With both schema registry and client registry now in place, our setup is robust. However, while our queries and mutations are functioning, it's likely that at some point there are still some bugs and performance issues in our application. This is where the importance of telemetry becomes evident.

Preparation

Pick up right where we left off in the previous lesson or start anew with the initial setup located in the src/Chapter10/Lesson3/Begin folder.

Open Telemetry

OpenTelemetry is a collection of APIs, libraries, agents, and instrumentation tools designed to enhance the observability of your application. HotChocolate sends telemetry data using OpenTelemetry protocols. To activate instrumentation in HotChocolate, you need to invoke AddInstrumentation on the IRequestExecutorBuilder.

Banana Cake Pop includes built-in OpenTelemetry support, aiding in diagnostics and understanding application behavior.

To activate OpenTelemetry, simply add the trace exporter in the service defaults (Extensions.cs):

builder.Services.AddOpenTelemetry()
.WithTracing(tracing =>
{
// left out for brevity
tracing.AddBananaCakePopExporter();
tracing.AddAspNetCoreInstrumentation()
.AddHttpClientInstrumentation();
});

Custom Tracing

While HotChocolate and other libraries provide automatic instrumentation, there are scenarios where you might want to implement custom spans, such as to track execution times.
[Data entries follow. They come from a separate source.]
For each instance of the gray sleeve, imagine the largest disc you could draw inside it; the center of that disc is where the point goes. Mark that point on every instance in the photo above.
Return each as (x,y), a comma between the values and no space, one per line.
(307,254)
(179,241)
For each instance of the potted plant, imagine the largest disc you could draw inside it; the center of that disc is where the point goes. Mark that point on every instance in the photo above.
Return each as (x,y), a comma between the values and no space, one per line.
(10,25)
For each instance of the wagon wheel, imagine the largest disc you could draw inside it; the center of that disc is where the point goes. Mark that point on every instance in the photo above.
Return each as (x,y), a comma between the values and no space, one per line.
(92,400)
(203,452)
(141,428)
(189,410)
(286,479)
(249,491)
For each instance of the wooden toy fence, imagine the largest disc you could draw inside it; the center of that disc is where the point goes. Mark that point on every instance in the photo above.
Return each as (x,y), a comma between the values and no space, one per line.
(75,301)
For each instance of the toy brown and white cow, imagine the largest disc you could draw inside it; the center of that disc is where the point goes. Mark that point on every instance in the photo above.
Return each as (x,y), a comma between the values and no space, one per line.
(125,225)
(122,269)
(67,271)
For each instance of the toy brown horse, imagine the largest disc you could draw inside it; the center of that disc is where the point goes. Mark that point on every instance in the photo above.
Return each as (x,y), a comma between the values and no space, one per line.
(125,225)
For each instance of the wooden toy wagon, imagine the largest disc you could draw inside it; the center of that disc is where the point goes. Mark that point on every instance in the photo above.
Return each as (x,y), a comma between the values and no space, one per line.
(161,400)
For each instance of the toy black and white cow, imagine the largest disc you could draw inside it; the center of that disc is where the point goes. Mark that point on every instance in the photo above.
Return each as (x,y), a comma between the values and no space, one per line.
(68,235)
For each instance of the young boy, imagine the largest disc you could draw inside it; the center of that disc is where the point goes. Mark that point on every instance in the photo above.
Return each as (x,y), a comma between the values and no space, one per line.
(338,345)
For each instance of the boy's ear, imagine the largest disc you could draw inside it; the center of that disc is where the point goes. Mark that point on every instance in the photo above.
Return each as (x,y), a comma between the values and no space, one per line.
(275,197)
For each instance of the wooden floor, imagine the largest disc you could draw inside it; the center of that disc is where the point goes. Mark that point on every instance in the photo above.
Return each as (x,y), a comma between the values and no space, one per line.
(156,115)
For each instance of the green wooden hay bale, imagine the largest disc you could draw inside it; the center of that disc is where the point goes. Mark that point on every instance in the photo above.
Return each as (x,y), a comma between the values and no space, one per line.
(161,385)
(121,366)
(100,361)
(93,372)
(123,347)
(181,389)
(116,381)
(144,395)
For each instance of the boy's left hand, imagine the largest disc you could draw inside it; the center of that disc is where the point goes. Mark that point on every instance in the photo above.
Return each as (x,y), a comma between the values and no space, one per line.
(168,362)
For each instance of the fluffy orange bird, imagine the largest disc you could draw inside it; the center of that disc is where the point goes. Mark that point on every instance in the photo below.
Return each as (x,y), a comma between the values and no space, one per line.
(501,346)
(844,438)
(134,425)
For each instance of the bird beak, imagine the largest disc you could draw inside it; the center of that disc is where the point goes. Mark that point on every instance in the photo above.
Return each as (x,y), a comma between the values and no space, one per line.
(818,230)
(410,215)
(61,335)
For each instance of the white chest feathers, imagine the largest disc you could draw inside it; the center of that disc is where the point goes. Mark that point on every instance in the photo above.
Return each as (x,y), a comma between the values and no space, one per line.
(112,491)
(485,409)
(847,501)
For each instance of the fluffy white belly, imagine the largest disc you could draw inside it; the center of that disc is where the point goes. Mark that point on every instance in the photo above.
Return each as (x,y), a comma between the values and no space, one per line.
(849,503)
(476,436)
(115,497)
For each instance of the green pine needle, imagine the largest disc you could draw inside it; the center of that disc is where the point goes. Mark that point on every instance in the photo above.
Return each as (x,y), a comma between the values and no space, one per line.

For custom tracing, utilize the ActivitySource class from the System.Diagnostics namespace:

Let's imagine we have a performance issue in the addToBasket mutation and we need to figure out where the bottleneck is.

To create custom traces, you need to use an ActivitySource class from the System.Diagnostics namespace.

public static class Telemetry
{
public static ActivitySource Source { get; } = new("eShop");
}

We also need to configure .NET to export traces from this source. To do this, extend the tracing configuration in the Extensions.cs file located in ServiceDefaults:

tracing.AddSource("eShop");

This setup allows you to start a new span in services, such as the basket service, to track the serialization time of the basket:

using var activity = Telemetry.Source.StartActivity();
activity?.AddTag("basket.customerId", basket.CustomerId);

Configure OpenTelemetry

Using OpenTelemetry comes with a performance cost. You should decide how much telemetry data you want to collect during runtime. This involves specifying which scopes to trace and which to ignore.

To see the available configurations, you can add this setup in your application:

builder.AddInstrumentation(x =>
{
x.RequestDetails = RequestDetails.All;
x.Scopes = ActivityScopes.All;
});

Tasks

  1. Follow the instructions above to enable OpenTelemetry in your application.
  2. Make a request and track it using the OpenTelemetry dashboard.